For the most part, you seem to spend a lot of time trying to discover whether terms like unknown probability and known probability make sense. Yet, those are language artifacts which, like everything language, is merely a use of a clarification algorithm as means to communicate abstractions. Each class represents primarily its dominating modes, but becomes increasingly useless at the margins. As such, you yourself make a false dichotomy by trying to discuss whether these terms are useful or not by showing that at the border they might fail: they fail, and they’re both useful and not useful at the border, depending if the exact threshold. In fact, you even start by discussing whether the border can be objectively defined: the answer is obviously no, since it is language, and then you try to use other words to make the point, where you then do your analysis a second time on the new words, and discuss whether the classification systems for those words are perfect (i.e. zero, plausible, realistic, etc.). I think that in reality you are missing the point entirely.

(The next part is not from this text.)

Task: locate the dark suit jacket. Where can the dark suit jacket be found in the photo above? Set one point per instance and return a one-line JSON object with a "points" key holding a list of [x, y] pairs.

These quotes and definitions are using imagery to teach readers the basic classification system (i.e. the words) to the reader, by proposing initial but vague boundaries. Then, based on the field and experience, the reader further refines this classification to further match the group’s (i.e. The experts) definition. Reviews of a given set of risks and uncertainties are then about discussing a) whether the different experts are calibrated in terms of classification threshold; and b) if they feel they sufficiently are calibrated, whether the probabilities and impacts have been properly and sufficiently assessed or not (here to, these vague words are based on a given groups standards).
For example, in software engineering, plans generally include a risks section, where is described various unknowns, their probability, and their impact. Each of those are quantified by (for example) High, Medium, Low, or Unknown. This is simply a double-layer of subjective but group-agreed upon classification of words, meant to communicate the overall probability that the project will hit the date at the expected cost. It is based on experience (i.e. the internal model of the author). During the review process, other leaders and engineers then comment based on their experience on whether a specified risk is properly assessed. These threshold can be very context specific (i.e. a team, a company, or the industry). This is no different in public policy (i.e. risks and impact of global warming).
In other words, I think that you are trying to analyze the problem objectively by making each assertion absolute (i.e. a probability is known or unknown, etc.), while in fact the problem is one of pure communication, rather than one of objective truth or logic. So you get caught in a rabbit hole as you are essentially re-discovering the limitations of language and classification systems, rather than actually discussing the problem at hand. And the initial problem statement, in your analysis (i.e. certainty as risk+uncertainties) is arbitrary, and your logic could have been applied to any definition or concept.
Whether the idea of uncertainty+risk is the proper tool can essentially only analyzed empirically, by comparing it, for example, to another method used in a given field, and evaluating whether method A or B improve s the ability of planners to predict date/cost prediction (in software engineering, for example).
In other words, I think it’s more useful to think of those definitions as an algorithm (perhaps ML): certainty ~ f(risk, uncertainty); and the definitions provided of the driving factors as initial values. The users can then refine their threshold to improve the model’s prediction capability over time, but also as a function of the class of problems (i.e. climate vs software).